Bis-arylidenecycloalkanones structurally related to the nonselective isopeptidase inhibitor G5 were synthesized and tested for cytotoxic activity against glioblastoma cells. Cytotoxicities correlate well with Hammett σ constants for substituted arylidene groups, confirming the proposed inhibition mechanism. A new inhibitor (2c) based on the 4-hydroxycyclohexanone scaffold, which favors apoptosis over necrosis, was selected for further development. 2c inhibited representative deubiquitinases with micromolar IC50, and its proapoptotic activity was studied on several cancer cell lines. Inhibitor 2c was conjugated to PEG via dicarbamate and diester linkers. While the dicarbamate was inactive, the diester (2cPE) behaves like a prodrug and is converted into the active species 2c by secreted esterase activities. Finally, 2cPE was also tested in vivo on A549 lung carcinoma xenografts generated in mice. Intravenous treatment with 2cPE led to a significant reduction in primary tumor growth, without appreciable toxicity to mice.

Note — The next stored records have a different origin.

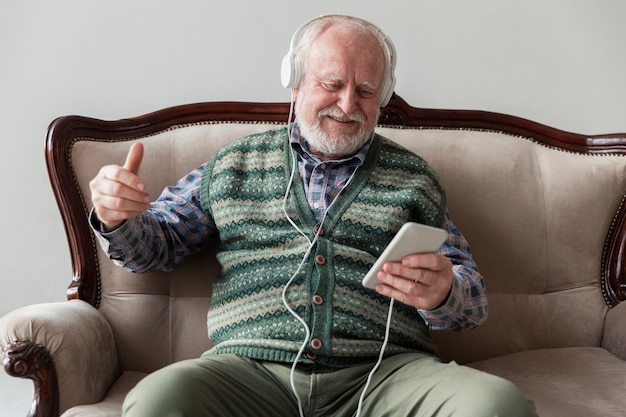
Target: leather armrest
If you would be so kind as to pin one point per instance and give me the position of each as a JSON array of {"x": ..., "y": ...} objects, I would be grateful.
[
  {"x": 79, "y": 341},
  {"x": 614, "y": 338}
]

合成了与非选择性异肽酶抑制剂 G5 结构相关的双芳亚甲基环烷酮,并测试了它们对神经胶质瘤细胞的细胞毒性。细胞毒性与取代芳基亚甲基基团的哈米特 σ 常数密切相关,证实了所提出的抑制机制。选择基于 4-羟基环己酮支架的新型抑制剂(2c)用于进一步开发,它有利于细胞凋亡而不是坏死。2c 以微摩尔 IC50 抑制代表性去泛素化酶,并且在几种癌细胞系上研究了其促凋亡活性。抑制剂 2c 通过二碳酸酯和二酯接头与 PEG 偶联。虽然二碳酸酯没有活性,但二酯(2cPE)表现为前药,并且通过分泌的酯酶活性转化为活性物质 2c。最后,还在体内对在小鼠中生成的 A549 肺癌异种移植瘤进行了 2cPE 的测试。2cPE 的静脉治疗导致原发性肿瘤生长显著减少,而对小鼠没有明显毒性。